In response to this motion, the court pressed Capital to "point [the court] to the regulation which requires the installation of the fire suppression system that you seek compensation for." Capital directed the court to R.I. Gen. Laws § 23-28.22-5,5 which with an exception not relevant here, states: "The construction, installation, use, storage, and maintenance of facilities storing, using, and dispensing flammable and combustible liquids within the scope of this chapter shall be in accordance with N.F.P.A. Standard 30, 1987 edition." Capital asserted that the 1987 edition of the National Fire Protection Association Standard 30 (NFPA 30), a "Flammable and Combustible Liquids Code" developed by a nongovernmental entity, was incorporated into Rhode Island law pursuant to R.I. Gen.

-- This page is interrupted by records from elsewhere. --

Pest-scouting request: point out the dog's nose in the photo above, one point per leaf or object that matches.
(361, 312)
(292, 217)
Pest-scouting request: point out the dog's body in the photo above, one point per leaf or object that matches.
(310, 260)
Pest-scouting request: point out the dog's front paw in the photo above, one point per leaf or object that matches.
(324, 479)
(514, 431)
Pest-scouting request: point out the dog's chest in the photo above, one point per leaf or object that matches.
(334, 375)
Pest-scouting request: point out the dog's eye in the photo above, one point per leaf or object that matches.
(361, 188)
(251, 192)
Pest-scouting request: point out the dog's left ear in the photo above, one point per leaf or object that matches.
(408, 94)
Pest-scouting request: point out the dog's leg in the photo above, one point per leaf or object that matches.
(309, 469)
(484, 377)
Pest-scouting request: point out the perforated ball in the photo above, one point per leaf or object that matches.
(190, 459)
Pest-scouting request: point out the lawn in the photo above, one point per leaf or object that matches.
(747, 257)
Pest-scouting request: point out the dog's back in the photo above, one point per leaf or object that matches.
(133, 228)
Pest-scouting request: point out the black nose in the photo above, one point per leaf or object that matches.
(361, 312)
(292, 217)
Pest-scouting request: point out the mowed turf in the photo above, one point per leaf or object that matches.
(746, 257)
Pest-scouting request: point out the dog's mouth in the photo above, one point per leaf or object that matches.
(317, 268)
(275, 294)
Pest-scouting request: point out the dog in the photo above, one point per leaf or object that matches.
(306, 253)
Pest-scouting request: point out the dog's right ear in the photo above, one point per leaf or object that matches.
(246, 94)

Laws § 23-28.22-5, and thus constituted a "regulation" for the purposes of the Agreement.6
The court asked Capital where the regulation was and Capital responded, "I can get a copy, I suppose." When asked whether it was introduced into evidence, Capital responded, "It's a matter of law, your Honor." The court continued to push Capital, stating, "Show me the Rhode Island Building Code which you say has force of law," to which Capital responded, "I don't have the building code." The court articulated its belief that the Standard should be part of Capital's papers in the case.
The court then asked for the citation. Capital responded, "It is NFPA 30 and the Rhode Island Building Code, your Honor, and I will find it and bring it to you, I promise, or at least I should say I will find it and try to bring it to you." The court stated that the violation of a regulation was the "bedrock of [Capital's] claim against Getty" and that it was...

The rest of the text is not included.